Estudo revela elevada agressividade terapêutica em fim de vida para doentes oncológicos
Sobre o estudo
A agressividade dos cuidados em fim de vida do doente oncológico é um tema de grande relevância clínica e social. Estudos qualitativos internacionais demonstram que os doentes desejam evitar tratamentos excessivamente agressivos que comprometam a qualidade de vida no seu fim (Heyland et al. 2006). Urge identificar os doentes em maior risco de cuidados agressivos em fim de vida.
Apesar do crescimento do número de equipas de cuidados paliativos nos últimos anos, os recursos afetos a estes cuidados são escassos e têm cobertura geográfica assimétrica a nível regional e de tipologia. Apenas cerca de 25% portugueses em idade adulta recebem apoio destas equipas, deixando muitos portugueses sem acesso a cuidados paliativos (Capelas et al. 2019).

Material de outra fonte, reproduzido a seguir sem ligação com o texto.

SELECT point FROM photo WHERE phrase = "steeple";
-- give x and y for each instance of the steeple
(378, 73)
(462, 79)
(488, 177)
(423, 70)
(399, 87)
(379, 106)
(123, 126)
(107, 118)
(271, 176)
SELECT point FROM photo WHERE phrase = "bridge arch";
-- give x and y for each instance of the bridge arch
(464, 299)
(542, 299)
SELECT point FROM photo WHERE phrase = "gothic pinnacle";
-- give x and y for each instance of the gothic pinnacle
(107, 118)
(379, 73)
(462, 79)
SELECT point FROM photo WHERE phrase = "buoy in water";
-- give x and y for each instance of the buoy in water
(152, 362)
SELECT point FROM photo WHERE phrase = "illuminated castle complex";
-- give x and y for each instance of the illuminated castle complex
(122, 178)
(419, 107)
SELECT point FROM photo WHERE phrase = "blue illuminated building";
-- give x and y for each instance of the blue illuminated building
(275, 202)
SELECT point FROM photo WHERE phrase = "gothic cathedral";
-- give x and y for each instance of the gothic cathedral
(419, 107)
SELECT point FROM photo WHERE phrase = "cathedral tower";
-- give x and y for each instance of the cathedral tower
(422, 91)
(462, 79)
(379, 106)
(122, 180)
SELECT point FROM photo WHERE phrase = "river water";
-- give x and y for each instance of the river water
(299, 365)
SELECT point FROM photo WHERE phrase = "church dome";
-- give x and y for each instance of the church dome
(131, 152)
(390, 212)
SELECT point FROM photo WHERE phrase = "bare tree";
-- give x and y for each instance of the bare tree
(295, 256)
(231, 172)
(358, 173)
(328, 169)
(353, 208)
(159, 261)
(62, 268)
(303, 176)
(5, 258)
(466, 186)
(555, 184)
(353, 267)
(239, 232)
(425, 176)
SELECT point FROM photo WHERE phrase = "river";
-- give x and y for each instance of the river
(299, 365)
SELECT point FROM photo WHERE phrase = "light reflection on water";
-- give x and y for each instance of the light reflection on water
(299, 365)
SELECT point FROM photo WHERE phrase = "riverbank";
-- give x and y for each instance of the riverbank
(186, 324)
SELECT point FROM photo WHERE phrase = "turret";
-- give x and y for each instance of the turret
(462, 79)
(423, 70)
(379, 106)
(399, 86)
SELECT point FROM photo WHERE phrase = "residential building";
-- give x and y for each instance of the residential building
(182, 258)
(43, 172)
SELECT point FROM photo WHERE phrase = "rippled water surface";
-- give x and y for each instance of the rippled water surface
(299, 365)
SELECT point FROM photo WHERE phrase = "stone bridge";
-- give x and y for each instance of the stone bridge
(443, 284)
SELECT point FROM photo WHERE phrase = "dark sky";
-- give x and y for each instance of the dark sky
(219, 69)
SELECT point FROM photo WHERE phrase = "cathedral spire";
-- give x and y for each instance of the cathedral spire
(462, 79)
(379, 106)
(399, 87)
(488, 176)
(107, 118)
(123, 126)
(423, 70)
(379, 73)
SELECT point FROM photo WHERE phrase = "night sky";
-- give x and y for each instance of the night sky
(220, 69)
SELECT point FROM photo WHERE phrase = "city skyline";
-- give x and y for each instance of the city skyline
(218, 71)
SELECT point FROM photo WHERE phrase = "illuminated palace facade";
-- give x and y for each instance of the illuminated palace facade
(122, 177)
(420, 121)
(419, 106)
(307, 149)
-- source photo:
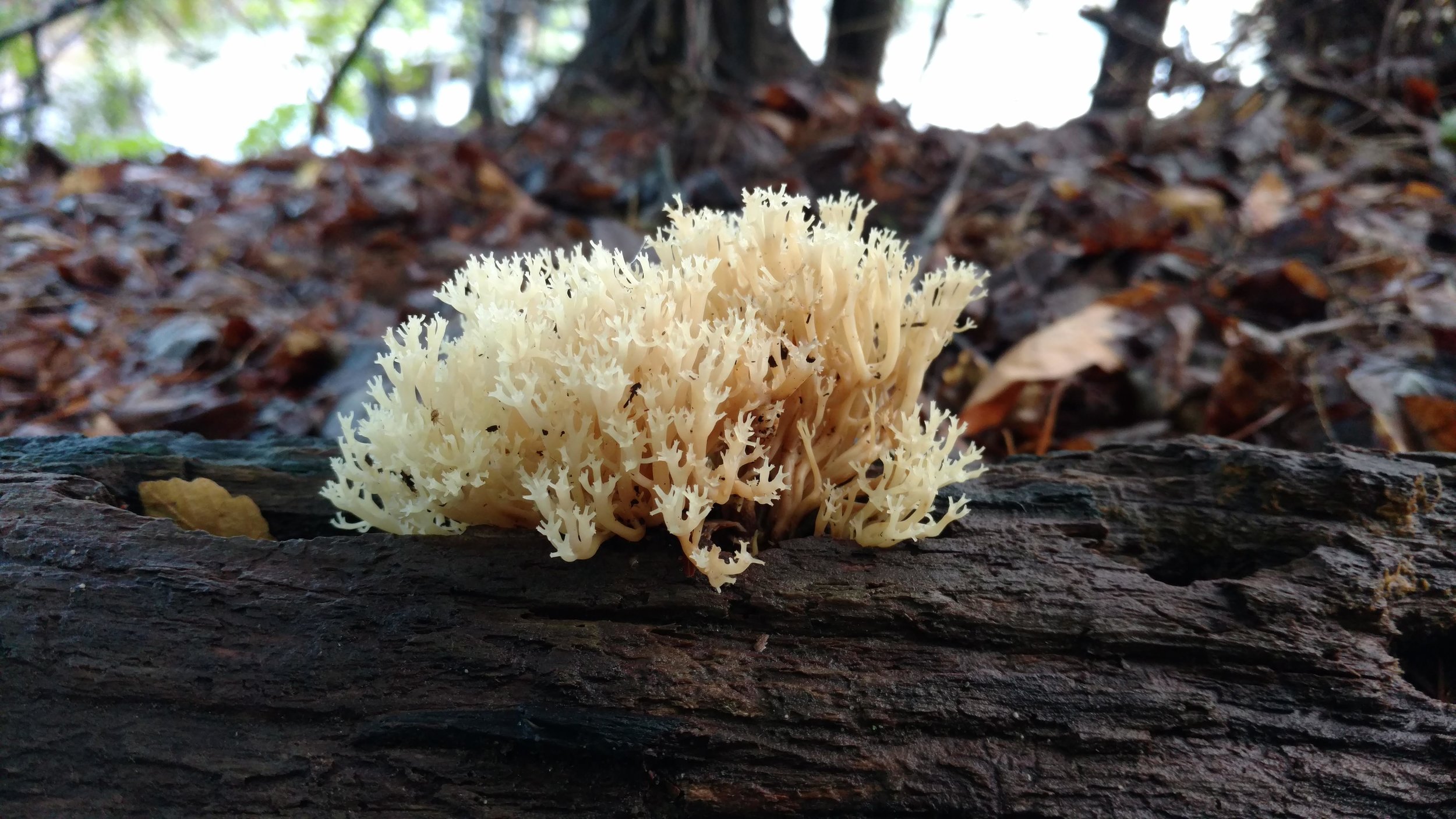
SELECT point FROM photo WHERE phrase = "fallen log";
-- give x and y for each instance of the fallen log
(1184, 629)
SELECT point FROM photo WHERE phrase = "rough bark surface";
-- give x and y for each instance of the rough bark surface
(1189, 629)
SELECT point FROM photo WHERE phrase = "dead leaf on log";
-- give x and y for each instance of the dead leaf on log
(1434, 419)
(204, 504)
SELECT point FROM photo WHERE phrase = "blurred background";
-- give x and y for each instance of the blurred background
(1227, 218)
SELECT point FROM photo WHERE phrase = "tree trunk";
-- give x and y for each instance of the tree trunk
(858, 33)
(699, 44)
(1184, 629)
(499, 24)
(1128, 65)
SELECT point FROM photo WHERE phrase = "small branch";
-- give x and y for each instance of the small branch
(59, 10)
(1143, 36)
(936, 34)
(321, 111)
(945, 209)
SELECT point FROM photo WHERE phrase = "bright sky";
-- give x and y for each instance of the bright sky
(1001, 62)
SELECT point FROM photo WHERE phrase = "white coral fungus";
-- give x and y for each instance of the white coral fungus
(769, 358)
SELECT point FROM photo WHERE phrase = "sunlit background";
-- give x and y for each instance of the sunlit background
(243, 92)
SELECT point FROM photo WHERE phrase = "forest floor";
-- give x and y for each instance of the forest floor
(1256, 269)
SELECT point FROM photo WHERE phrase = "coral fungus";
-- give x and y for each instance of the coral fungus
(768, 361)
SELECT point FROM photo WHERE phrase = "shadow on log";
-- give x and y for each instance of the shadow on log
(1187, 629)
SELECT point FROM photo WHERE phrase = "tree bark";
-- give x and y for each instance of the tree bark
(694, 44)
(500, 21)
(1184, 629)
(1126, 79)
(858, 33)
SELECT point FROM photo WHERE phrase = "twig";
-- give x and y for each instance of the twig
(1391, 114)
(1261, 422)
(1143, 36)
(938, 33)
(56, 12)
(1321, 410)
(321, 111)
(1044, 439)
(945, 209)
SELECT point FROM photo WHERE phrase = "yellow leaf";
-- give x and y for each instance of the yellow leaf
(1059, 350)
(1264, 207)
(86, 179)
(204, 504)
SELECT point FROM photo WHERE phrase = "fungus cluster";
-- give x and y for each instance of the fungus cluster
(768, 362)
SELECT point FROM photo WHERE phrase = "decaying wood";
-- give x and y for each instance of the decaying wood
(1190, 629)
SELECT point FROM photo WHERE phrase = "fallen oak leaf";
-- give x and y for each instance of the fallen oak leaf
(1266, 204)
(204, 504)
(1056, 352)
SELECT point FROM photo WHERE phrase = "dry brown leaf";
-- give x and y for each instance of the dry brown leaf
(1056, 352)
(1434, 419)
(204, 504)
(1266, 204)
(1193, 204)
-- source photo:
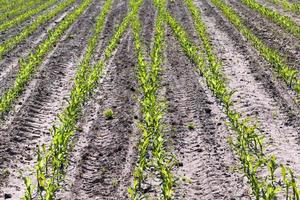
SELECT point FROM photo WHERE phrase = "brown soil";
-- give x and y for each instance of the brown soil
(105, 151)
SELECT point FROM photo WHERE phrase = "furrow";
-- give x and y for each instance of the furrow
(270, 33)
(199, 134)
(281, 132)
(30, 126)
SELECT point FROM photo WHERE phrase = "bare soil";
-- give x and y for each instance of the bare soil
(105, 150)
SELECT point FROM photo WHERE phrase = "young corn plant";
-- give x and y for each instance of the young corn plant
(248, 144)
(288, 6)
(15, 40)
(152, 110)
(28, 66)
(51, 169)
(288, 74)
(27, 15)
(283, 21)
(24, 7)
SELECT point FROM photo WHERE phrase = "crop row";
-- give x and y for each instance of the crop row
(52, 163)
(152, 151)
(288, 74)
(21, 18)
(18, 10)
(283, 21)
(28, 66)
(9, 4)
(248, 143)
(40, 20)
(294, 7)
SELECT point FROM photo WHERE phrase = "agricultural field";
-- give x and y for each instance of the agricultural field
(150, 99)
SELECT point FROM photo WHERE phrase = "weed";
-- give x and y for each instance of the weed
(108, 114)
(191, 126)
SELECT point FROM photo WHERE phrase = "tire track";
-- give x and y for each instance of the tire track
(109, 152)
(279, 9)
(104, 155)
(45, 99)
(251, 97)
(270, 33)
(16, 28)
(205, 157)
(9, 65)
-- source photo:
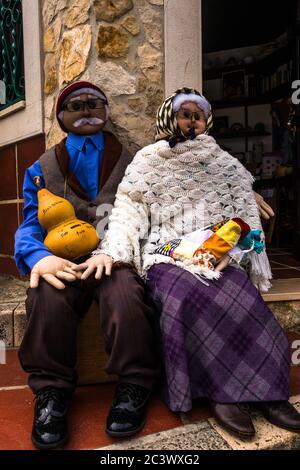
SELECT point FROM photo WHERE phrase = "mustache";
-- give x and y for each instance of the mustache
(93, 121)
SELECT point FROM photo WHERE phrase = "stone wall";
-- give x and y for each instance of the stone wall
(116, 44)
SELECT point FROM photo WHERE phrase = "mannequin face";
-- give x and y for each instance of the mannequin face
(71, 118)
(191, 116)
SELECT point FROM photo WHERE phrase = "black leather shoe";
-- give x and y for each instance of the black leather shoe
(234, 417)
(127, 415)
(282, 414)
(50, 418)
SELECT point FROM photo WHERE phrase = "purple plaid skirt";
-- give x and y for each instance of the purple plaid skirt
(220, 341)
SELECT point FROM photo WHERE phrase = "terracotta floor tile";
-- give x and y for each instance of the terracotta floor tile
(86, 418)
(11, 373)
(200, 411)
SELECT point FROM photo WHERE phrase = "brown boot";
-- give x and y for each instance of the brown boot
(234, 417)
(282, 414)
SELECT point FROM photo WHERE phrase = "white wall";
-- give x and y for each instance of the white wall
(183, 45)
(28, 121)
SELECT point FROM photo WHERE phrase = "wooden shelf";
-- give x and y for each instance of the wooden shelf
(273, 95)
(239, 134)
(266, 65)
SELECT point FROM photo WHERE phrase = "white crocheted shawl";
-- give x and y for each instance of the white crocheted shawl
(167, 193)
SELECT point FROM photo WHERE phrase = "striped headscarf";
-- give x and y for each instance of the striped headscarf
(166, 121)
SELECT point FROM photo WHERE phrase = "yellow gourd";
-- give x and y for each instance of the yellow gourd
(67, 236)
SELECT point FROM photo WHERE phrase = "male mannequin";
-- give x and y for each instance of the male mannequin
(86, 169)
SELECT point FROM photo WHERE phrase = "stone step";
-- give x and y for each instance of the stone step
(92, 356)
(283, 299)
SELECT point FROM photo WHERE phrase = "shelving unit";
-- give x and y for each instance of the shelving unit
(266, 80)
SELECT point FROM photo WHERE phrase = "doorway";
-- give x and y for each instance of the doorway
(251, 57)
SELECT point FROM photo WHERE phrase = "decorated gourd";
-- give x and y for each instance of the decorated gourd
(67, 236)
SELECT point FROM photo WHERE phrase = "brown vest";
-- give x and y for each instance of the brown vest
(55, 173)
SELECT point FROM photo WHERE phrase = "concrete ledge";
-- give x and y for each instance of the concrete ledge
(283, 290)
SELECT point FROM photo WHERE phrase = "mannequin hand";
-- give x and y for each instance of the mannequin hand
(265, 210)
(98, 262)
(223, 263)
(52, 268)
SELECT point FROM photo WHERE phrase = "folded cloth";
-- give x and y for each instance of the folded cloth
(207, 246)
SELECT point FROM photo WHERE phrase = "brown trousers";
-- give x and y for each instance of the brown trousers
(48, 349)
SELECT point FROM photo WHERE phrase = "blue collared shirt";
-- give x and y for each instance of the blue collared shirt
(29, 238)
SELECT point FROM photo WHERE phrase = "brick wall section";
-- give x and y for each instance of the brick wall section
(14, 159)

Este projeto trata-se de um estudo observacional retrospetivo que incluiu todos os adultos com diagnóstico de cancro que faleceram num hospital público de Portugal continental entre janeiro de 2010 e dezembro de 2015, identificados a partir da Base de Dados de Morbilidade Hospitalar. A agressividade dos cuidados oncológicos em fim de vida foi medida através da presença de pelo menos 1 de 16 indicadores individuais nos últimos 30 dias de vida. Estes indicadores foram identificados na literatura e validados por um painel de peritos nacionais.
Resultados e impacto
O estudo incluiu 92.155 doentes e demonstra que Portugal apresenta uma elevada prevalência de agressividade terapêutica em fim de vida para doentes oncológicos – 7 em cada 10 que morreram num hospital público em Portugal continental entre 2010 e 2015 foram expostos a cuidados considerados excessivamente agressivos. Esta constitui uma das maiores prevalências de agressividade terapêutica em fim de vida para doentes oncológicos entre os países ocidentais (71 vs 22-65%).
O indicador individual de agressividade mais comum nos últimos 30 dias de vida foi o internamento hospitalar por mais de 14 dias (43 vs 11-30%). Num contexto de acesso tendencialmente gratuito aos cuidados hospitalares, este internamento pode ser fortemente induzido por ausência de apoios clínicos e sociais na comunidade.
Fatores relacionados com um melhor entendimento da evolução clínica, como idade avançada, cancro de mama e doença metastática foram associados a menor risco de receber cuidados agressivos.
Por outro lado, doentes com necessidades mais complexas ou cujo prognóstico seja mais imprevisível, como aqueles com mais doenças associadas e cancro gastrointestinal ou hematológico, estão expostos a maior risco de cuidados agressivos. O óbito num centro oncológico ou num hospital com serviço de oncologia médica está também associado a aumento de risco.